Dr. Suzy Burnham of Texas A&M advocates "anesthesia with amnesia,"
because a mule remembers pain for a long time and will associate it with the
people who inflicted it, whether intentionally or not. Some mules blame their
present pain on the person they remember handled them last. My husband Jerry
often receives this treatment after a young mule's castration, because he
usually has the job of presenting the youngster to the vet for the sedation
needle.

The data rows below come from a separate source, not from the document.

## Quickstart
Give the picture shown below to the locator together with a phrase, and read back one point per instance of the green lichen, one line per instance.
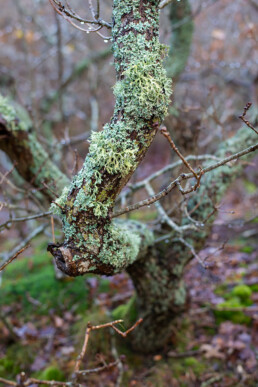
(142, 96)
(9, 113)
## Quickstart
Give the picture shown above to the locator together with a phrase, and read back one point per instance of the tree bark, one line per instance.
(92, 242)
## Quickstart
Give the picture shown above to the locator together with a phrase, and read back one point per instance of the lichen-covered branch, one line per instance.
(92, 242)
(180, 16)
(158, 280)
(18, 140)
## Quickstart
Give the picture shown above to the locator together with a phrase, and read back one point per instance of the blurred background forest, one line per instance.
(64, 78)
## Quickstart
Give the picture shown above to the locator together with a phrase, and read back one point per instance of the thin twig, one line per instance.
(13, 258)
(242, 117)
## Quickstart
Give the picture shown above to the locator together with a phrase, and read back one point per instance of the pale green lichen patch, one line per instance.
(142, 96)
(11, 115)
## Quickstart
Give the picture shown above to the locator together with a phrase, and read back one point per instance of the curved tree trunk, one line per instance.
(93, 242)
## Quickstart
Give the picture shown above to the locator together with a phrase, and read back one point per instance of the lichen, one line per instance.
(142, 95)
(9, 114)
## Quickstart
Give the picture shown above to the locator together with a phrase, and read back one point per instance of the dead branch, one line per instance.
(242, 117)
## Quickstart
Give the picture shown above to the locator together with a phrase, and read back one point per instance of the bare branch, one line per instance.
(242, 117)
(183, 177)
(164, 3)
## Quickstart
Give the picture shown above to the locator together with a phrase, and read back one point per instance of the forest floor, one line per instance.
(43, 320)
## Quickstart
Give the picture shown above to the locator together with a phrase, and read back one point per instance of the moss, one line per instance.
(127, 312)
(8, 368)
(243, 292)
(181, 37)
(247, 249)
(142, 96)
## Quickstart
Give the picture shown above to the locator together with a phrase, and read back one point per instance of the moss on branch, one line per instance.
(92, 242)
(18, 140)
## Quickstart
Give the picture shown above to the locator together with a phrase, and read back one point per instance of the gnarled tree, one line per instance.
(95, 242)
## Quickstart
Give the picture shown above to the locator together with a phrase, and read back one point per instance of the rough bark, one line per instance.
(95, 244)
(92, 242)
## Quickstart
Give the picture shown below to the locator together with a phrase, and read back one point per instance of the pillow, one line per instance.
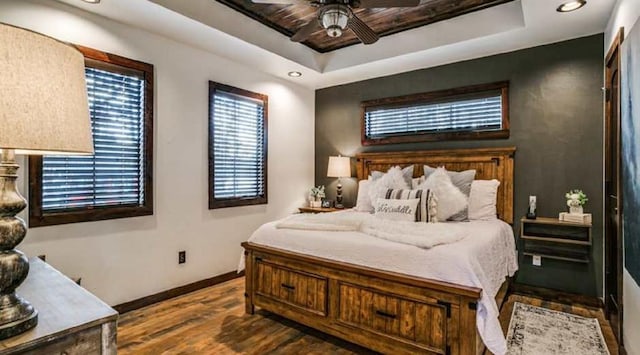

Some mules forgive him quickly, others carry a grudge for a long time.
Find a veterinarian who has taken time to learn about the differences
between castrating a donkey or mule compared to a horse. An experienced
veterinarian will use sutures with mule or donkey colts, which are more prone to
bleeding than horse colts. This knowledge can make the difference in whether or
not the castrated colt survives.
Another difference is in sedatives for mules or donkeys. If the vet says
these animals are no different from horses, look for another vet. A mule
generally requires more sedative to put him down before he may be operated on.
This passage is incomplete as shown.